Asset-Preservation Orders Act Summary

The Uniform Asset-Preservation Orders Act (UAPOA) creates a uniform process for the issuance of asset preservation orders, which are in personam orders which presents assets of a defendant, by preventing their dissipation and imposing collateral restraint on nonparties such as the defendant’s bank, in order to preserve assets from dissipation, pending judgment.

In the United States, the primary remedy against asset dissipation has traditionally been an “in rem” order prohibiting the transfer of specific assets. Such pre-judgment attachments are based in equity and require particularized showings of fraud. On the other hand, some courts in this country have issued “in personam” asset preservqtion orders where those orders were necessary to prevent a defendant from dissipating assets where it appeared that no assets would be left to satisfy a potential judgment even if fraud did not underlie the claim.

The viability of asset-preservation orders was called into question by the decision of the United States Supreme Court in Grupo Mexicano de Dessarolo v. Alliance Bond Fund, Inc., 527 U.S. 308 (1999). In that case, the trial court issued an in personam order restraining a Mexican company from dissipating assets which were pledged to satisfy notes held by American investors. The appellate court affirmed the order but the Supreme Court found that federal courts lacked the jurisdiction to issue asset preservation orders because they were not part of the common law at the time the federal court system was created. The court further noted that the decision whether to provide federal courts the power to issue asset-preservation orders was to be made by the legislature.

Although, the Grupo Mexicano decision involved the jurisdiction of the federal courts, it caused some confusion in the state court system over the propriety of asset-preservation orders. Some state supreme courts concluded, in the wake of that decision, that courts in their state lacked the authority to issue those types of orders. At least one state supreme court concluded the opposite. The UAPOA is designed to remedy this current lack of uniformity on the question of whether courts have the power to issue and recognize asset-preservation orders by providing states with a uniform act that authorizes the issuance of asset-preservation orders and provides for the recognition and enforcement of asset-preservation orders by other states and courts outside the United States.

An asset-preservation order is, by its very nature, an extraordinary remedy with potentially significant impact on the debtor whose assets are frozen and on third-parties holding those assets. Accordingly, it is extremely important that there be rigorous standards which must be met before such an order can be issued. The UAPOA provides appropriate procedural safeguards to both debtors and non-parties.

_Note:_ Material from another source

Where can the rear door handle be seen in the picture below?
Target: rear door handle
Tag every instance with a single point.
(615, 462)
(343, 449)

The UAPOA, in Sections 4, 5 and 7, provides a rigorous process for the issuance of an asset-preservation order with notice. The standards contained in those sections borrow heavily from the procedural protections found in two well-developed sources: the already existing law relating to asset preservations orders in England and Canada, and the already existing law in the United States relating to the issuance of Temporary Restraining Orders and Preliminary Injunctions.

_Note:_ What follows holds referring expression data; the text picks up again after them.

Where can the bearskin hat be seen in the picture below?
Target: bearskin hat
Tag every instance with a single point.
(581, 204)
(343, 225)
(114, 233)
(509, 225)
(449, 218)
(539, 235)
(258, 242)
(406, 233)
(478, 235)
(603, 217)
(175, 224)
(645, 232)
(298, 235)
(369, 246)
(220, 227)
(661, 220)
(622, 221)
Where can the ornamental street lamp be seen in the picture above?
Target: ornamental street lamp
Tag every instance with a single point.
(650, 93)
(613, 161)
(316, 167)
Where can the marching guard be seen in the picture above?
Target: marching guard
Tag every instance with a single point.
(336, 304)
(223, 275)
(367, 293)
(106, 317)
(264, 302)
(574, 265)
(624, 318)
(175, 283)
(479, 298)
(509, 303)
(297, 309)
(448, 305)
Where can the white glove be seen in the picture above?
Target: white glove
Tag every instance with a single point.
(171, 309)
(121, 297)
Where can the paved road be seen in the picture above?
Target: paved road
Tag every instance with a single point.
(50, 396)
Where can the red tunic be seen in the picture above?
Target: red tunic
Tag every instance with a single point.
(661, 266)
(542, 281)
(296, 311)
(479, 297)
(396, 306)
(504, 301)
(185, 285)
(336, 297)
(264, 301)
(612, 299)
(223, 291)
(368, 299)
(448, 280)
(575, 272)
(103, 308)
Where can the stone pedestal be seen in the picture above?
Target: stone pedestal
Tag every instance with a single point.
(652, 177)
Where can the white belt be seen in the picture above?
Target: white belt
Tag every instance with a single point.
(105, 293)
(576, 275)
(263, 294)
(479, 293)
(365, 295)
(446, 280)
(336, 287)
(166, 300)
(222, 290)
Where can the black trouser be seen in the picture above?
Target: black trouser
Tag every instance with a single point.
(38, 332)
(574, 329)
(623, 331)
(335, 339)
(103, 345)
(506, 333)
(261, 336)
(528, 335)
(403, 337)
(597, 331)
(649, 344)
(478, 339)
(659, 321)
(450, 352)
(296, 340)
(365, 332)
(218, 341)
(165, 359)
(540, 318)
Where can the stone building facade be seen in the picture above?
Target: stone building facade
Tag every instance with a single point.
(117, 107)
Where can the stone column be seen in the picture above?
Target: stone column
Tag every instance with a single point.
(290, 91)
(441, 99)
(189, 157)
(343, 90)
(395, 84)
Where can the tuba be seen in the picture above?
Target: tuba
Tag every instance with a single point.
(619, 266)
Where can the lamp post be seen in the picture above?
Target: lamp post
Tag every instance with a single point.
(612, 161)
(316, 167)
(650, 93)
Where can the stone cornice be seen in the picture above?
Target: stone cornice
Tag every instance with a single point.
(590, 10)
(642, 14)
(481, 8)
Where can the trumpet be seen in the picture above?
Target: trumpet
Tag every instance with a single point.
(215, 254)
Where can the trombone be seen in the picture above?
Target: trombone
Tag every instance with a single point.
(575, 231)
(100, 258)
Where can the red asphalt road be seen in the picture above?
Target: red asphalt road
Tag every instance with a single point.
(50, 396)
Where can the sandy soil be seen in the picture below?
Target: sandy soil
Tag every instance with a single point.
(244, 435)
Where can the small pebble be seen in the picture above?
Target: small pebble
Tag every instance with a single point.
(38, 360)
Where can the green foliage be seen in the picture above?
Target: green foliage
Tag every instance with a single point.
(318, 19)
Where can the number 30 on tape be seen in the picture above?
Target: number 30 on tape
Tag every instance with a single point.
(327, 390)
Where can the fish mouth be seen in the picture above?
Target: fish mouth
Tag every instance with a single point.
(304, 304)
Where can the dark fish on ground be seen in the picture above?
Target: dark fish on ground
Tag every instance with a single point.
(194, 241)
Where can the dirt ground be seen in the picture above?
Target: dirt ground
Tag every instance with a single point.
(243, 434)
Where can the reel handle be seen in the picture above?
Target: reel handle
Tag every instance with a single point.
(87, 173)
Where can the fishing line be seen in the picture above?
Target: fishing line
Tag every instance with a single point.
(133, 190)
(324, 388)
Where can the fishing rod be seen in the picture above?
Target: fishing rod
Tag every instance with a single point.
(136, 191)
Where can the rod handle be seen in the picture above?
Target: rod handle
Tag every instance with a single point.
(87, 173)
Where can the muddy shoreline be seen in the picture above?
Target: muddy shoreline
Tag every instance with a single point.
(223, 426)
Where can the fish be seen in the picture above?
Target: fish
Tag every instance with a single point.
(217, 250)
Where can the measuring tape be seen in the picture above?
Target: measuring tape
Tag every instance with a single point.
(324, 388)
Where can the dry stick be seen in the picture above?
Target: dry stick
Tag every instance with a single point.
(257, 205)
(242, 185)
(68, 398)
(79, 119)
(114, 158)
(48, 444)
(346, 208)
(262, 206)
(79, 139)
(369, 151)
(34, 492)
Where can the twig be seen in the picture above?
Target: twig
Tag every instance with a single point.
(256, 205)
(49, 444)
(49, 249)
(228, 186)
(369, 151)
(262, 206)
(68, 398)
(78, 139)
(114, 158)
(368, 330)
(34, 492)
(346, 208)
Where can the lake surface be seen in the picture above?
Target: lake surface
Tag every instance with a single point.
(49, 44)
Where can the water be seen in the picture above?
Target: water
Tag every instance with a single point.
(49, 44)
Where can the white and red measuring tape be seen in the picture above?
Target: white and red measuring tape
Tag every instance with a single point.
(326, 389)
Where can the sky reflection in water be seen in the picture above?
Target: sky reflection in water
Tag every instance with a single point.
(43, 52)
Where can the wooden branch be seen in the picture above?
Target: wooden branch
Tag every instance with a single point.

Under the provisions of the Act, a party can obtain an asset-preservation order only if it establishes that there is substantial likelihood that the assets of a party against which the order is sought will be dissipated so that the party seeking the asset preservation order will be unable to receive satisfaction of the judgment (Section 4).

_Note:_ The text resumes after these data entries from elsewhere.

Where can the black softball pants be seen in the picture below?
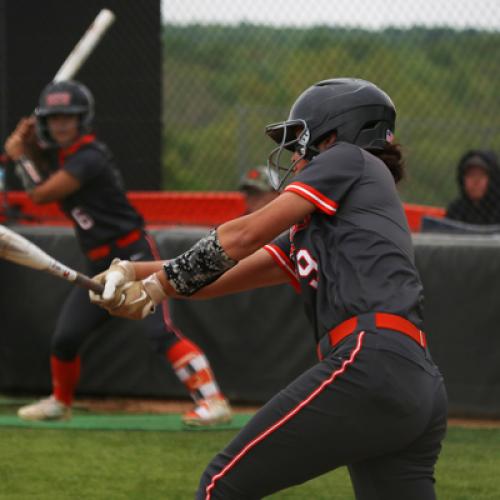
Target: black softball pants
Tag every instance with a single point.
(365, 406)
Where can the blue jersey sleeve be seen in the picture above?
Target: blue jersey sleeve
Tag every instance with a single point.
(329, 176)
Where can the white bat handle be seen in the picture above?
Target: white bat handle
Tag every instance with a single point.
(85, 46)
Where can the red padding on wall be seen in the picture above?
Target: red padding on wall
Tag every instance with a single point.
(172, 208)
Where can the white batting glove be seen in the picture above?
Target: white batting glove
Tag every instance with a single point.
(119, 273)
(137, 299)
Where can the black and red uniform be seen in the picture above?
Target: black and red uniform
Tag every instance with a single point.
(375, 402)
(107, 226)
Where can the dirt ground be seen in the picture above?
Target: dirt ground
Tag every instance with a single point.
(174, 406)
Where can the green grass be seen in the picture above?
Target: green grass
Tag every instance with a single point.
(68, 464)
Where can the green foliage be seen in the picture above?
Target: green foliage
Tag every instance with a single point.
(223, 84)
(117, 465)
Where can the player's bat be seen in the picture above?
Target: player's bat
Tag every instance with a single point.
(16, 248)
(85, 46)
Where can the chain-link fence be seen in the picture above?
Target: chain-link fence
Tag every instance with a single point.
(231, 67)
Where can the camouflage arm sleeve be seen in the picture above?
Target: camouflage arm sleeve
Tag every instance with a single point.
(203, 263)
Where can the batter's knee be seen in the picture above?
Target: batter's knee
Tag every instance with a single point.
(215, 485)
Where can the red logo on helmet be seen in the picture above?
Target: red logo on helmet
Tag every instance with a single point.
(58, 99)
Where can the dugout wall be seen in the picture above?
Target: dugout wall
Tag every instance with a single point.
(257, 341)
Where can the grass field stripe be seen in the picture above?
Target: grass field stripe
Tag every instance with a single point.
(287, 417)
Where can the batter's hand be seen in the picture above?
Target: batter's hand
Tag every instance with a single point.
(16, 144)
(137, 299)
(119, 273)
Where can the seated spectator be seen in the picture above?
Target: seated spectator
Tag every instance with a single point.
(478, 177)
(258, 187)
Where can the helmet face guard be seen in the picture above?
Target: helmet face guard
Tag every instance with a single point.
(292, 135)
(356, 110)
(64, 98)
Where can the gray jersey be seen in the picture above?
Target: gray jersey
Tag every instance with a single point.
(354, 254)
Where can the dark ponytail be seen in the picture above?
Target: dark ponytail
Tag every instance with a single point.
(392, 156)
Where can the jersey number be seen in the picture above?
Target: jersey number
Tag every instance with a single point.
(81, 218)
(307, 266)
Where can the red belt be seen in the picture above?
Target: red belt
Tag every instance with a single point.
(384, 321)
(122, 242)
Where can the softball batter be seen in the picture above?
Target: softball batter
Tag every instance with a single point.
(375, 402)
(78, 172)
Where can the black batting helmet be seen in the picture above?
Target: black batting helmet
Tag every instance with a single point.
(357, 110)
(68, 98)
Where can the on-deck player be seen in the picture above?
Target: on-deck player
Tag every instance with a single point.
(375, 402)
(82, 178)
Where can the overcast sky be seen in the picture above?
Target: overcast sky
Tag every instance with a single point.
(372, 14)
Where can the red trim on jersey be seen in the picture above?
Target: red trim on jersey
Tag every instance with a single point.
(164, 304)
(63, 153)
(323, 203)
(287, 417)
(282, 259)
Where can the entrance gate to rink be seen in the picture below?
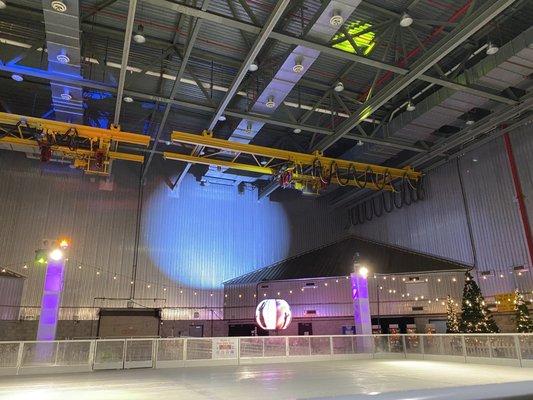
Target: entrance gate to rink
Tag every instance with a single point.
(105, 354)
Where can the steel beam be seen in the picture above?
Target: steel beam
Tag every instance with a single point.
(264, 34)
(469, 134)
(261, 39)
(83, 131)
(220, 19)
(42, 74)
(439, 51)
(187, 10)
(435, 54)
(125, 57)
(184, 60)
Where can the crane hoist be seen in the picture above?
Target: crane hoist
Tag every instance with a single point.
(297, 170)
(90, 149)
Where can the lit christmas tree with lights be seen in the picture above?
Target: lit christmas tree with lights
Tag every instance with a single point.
(452, 319)
(475, 316)
(524, 324)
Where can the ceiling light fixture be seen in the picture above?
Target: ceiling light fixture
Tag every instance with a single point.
(270, 102)
(491, 49)
(62, 58)
(58, 6)
(139, 35)
(339, 87)
(406, 20)
(336, 18)
(298, 65)
(253, 66)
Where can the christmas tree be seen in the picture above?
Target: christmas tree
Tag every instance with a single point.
(475, 316)
(524, 324)
(452, 320)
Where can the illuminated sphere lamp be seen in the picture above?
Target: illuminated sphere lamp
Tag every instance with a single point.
(56, 254)
(273, 314)
(406, 20)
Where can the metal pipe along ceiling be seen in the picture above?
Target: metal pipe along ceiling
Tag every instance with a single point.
(291, 70)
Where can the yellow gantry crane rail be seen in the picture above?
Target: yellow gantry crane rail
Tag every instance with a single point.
(86, 132)
(88, 147)
(289, 165)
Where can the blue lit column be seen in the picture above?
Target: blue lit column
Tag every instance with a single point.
(51, 300)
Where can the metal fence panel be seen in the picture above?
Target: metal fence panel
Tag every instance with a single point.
(275, 346)
(170, 350)
(199, 349)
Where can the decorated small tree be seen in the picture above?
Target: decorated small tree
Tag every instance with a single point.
(452, 320)
(524, 324)
(475, 316)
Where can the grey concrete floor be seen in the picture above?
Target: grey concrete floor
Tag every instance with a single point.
(274, 381)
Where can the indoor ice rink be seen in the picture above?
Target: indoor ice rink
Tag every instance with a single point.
(266, 199)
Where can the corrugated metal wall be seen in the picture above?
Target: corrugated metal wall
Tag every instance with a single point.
(439, 225)
(190, 243)
(331, 297)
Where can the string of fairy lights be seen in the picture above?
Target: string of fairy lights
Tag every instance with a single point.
(22, 267)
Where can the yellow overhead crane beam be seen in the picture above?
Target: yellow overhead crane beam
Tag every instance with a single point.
(88, 147)
(86, 132)
(294, 169)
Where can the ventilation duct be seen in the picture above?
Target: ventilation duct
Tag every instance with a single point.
(62, 27)
(506, 69)
(442, 110)
(290, 72)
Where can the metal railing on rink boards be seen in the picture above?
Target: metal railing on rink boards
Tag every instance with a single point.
(88, 355)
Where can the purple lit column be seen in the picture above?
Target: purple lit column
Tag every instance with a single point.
(361, 306)
(53, 286)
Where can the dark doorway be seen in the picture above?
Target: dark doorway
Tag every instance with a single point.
(246, 330)
(305, 328)
(128, 322)
(196, 330)
(402, 323)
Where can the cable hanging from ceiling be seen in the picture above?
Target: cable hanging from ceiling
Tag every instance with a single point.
(405, 193)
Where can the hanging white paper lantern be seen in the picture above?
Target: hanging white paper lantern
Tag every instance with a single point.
(273, 314)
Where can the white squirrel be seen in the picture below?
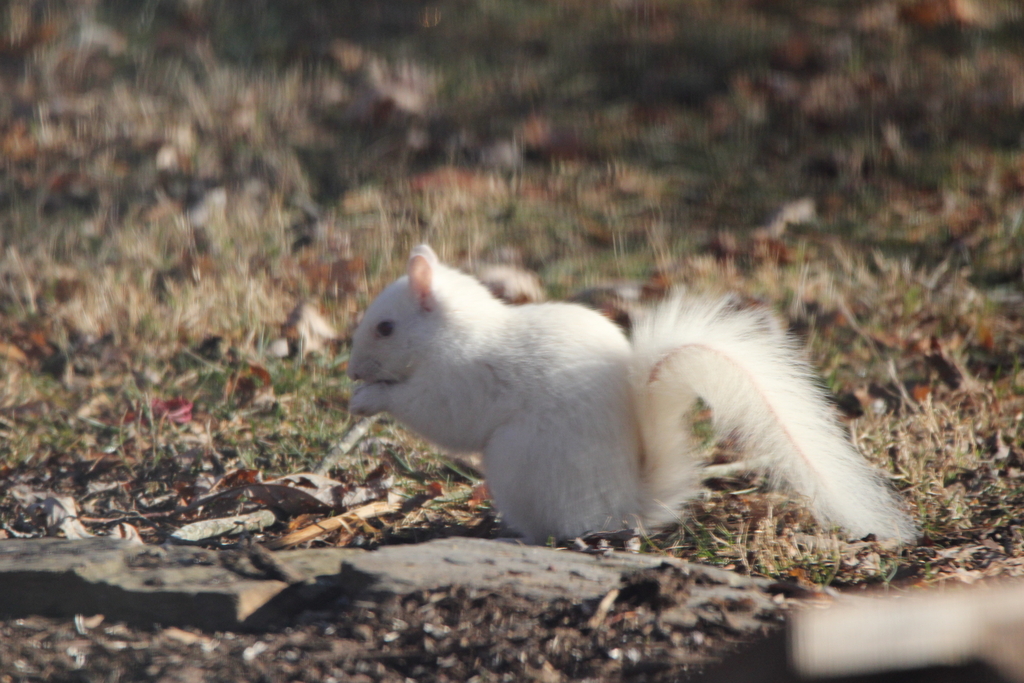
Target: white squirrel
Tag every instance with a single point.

The Act also allows for the issuance of an asset-preservation order without notice (Section 5). The Act requires the party seeking the order to conduct a reasonable inquiry and disclose all material facts that weigh against the issuance of the order.

The UAPOA authorizes a court to require security to protect a party against the wrongful issuance of an asset-preservation order (Section 7). It also requires a party on whose behalf an asset preservation order has been entered to indemnify a nonparty for the reasonable costs of the compliance and to compensate the nonparty for any loss caused by the order. This requirement exists whether or not the motion for the order was properly granted.

Since asset-preservation orders also impact non-parties, it is important that the obligations of non-parties be set out with specificity. Those obligations are set out in the UAPOA. Under the provisions of the Act (Section 6), nonparties served with an asset-preservation order shall promptly take all necessary and appropriate actions to preserve the assets held on behalf of the party against which the order is issued. The nonparty is provided significant protection because a court, assessing the promptness of a nonparty’s response to as asset-preservation order, must take into account the manner, time of service and other factors that reasonably affect a nonparty’s ability to comply.

Lastly, the UAPOA also contains a mechanism for recognition and enforcement of asset-preservation orders issued by other states and from foreign courts (Sections 8 and 9). The recognition and enforcement mechanism borrows heavily from the Uniform Foreign Country Money Judgments Recognition Act. The UAPOA, thus, provides valuable protection for a citizen or business entity that has obtained an asset-preservation order from another state court or foreign court.